Friday, November 13, 2015

Text Complexity: A Somewhat Truncated Primer.

The Common Core State Standards suggest a three-part model for thinking about text complexity. Don't be put off by this being from the Common Core. It's actually a pretty good way to think about the texts we ask our students to read.
3 Domains of Text Complexity from CCSS
for English Language Arts & Literacy in History/Social Studies, Science, and Technical Subjects. Appendix A, p. 4.

The foundation of the triangle is "reader and task."

As readers we each have preferences, strengths, and weaknesses. We have reading histories which impact our senses of ourselves as readers. We also have motivations, or lack of, which impact us as readers. I love reading poetry. Any text on how to build something mechanical, snooze-fest. Reading a novel for fun is not the same reading experience as reading it for a class requiring an analysis and paper on the novel. This can be summed up as experiences, knowledge, and tasks impacting each of us as readers.

The task part of this is the "purpose, complexity, and questions posed" (CCSS, Appendix A, p. 4). My understanding of this is that what we are asking kids to do with a text, how we are asking them to do it, and the way we are asking students to show what they understand are all components of reading comprehension task. 

The quantitative dimensions of text complexity are measurable: the average number of syllables in words, the average number of words in sentences. The variety of sentence lengths and structure. There are computer programs that can quickly and accurately chug through text to measure and calculate syllables, words, sentences.

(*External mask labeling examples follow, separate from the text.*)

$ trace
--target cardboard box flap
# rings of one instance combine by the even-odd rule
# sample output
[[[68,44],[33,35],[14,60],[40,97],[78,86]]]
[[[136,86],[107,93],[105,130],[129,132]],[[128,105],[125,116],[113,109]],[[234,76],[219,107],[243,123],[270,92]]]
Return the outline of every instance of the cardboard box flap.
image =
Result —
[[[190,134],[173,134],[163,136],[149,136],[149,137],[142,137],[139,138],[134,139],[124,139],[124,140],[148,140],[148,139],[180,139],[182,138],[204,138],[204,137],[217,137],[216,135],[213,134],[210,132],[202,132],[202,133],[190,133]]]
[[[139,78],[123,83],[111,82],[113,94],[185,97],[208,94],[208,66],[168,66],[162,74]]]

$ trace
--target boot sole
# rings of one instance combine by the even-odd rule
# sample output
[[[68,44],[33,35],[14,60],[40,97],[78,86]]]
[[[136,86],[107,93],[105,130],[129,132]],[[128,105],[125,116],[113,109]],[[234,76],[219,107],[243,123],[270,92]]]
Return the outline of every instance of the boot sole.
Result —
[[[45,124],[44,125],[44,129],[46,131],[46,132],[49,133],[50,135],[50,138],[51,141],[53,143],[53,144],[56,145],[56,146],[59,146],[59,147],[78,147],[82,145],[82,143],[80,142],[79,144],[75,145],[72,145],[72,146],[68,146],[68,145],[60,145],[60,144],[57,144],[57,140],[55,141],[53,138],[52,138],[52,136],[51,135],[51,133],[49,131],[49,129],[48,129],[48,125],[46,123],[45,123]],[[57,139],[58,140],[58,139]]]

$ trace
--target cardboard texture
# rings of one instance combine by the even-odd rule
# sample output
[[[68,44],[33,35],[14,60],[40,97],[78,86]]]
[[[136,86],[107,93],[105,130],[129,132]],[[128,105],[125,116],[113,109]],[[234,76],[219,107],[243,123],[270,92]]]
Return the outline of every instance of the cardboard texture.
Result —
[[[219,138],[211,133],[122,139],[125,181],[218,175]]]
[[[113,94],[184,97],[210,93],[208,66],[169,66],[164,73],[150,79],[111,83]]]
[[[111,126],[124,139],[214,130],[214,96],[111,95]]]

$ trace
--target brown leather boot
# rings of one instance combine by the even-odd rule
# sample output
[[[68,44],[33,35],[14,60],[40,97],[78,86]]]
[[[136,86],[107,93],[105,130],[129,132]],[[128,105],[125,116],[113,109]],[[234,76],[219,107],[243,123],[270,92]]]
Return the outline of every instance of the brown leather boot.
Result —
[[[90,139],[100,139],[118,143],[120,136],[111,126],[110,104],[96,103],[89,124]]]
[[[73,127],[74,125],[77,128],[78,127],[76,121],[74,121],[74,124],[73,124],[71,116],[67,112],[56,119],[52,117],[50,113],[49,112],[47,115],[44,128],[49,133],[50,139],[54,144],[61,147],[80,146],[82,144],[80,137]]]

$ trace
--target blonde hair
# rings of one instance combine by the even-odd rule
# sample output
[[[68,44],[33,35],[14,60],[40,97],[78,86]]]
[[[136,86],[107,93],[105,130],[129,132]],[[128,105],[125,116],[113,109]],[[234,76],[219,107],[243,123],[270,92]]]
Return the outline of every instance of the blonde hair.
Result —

"Text cohesion" is also part of this. According to CCSS beloved Appendix A, text cohesion is how "tightly the text holds together" (p. 7). Text cohesion is how much the text works to support the reader by deliberately using concrete language, repetition, definitions, so that the reader is supported and guided through the text. For example, I would humbly make the case that T.S. Eliot's The Waste Land has very low text cohesion. It is extremely difficult to read and to comprehend. The poem is full of allusions, abstract language, sophisticated imagery, references to other languages and customs, and vignettes that feel "dropped" into the text without context or explanation. In a decent edition of the poem, there are frequently more explanatory footnotes on the page than the actual poem. And I say, thank the reading goddesses for the footnotes, or I'd be lost! There are computer programs that can quickly and accurately chug through text to measure and calculate syllables, words, sentences. 

The qualitative dimensions of text complexity are not easily or clearly measurable. The intended meaning or purpose of the text, the degree of difficulty of the language used, and what kind of background knowledge a reader needs are part of qualitative measures of text complexity. Only a human-being is capable of a qualitative assessment of a text.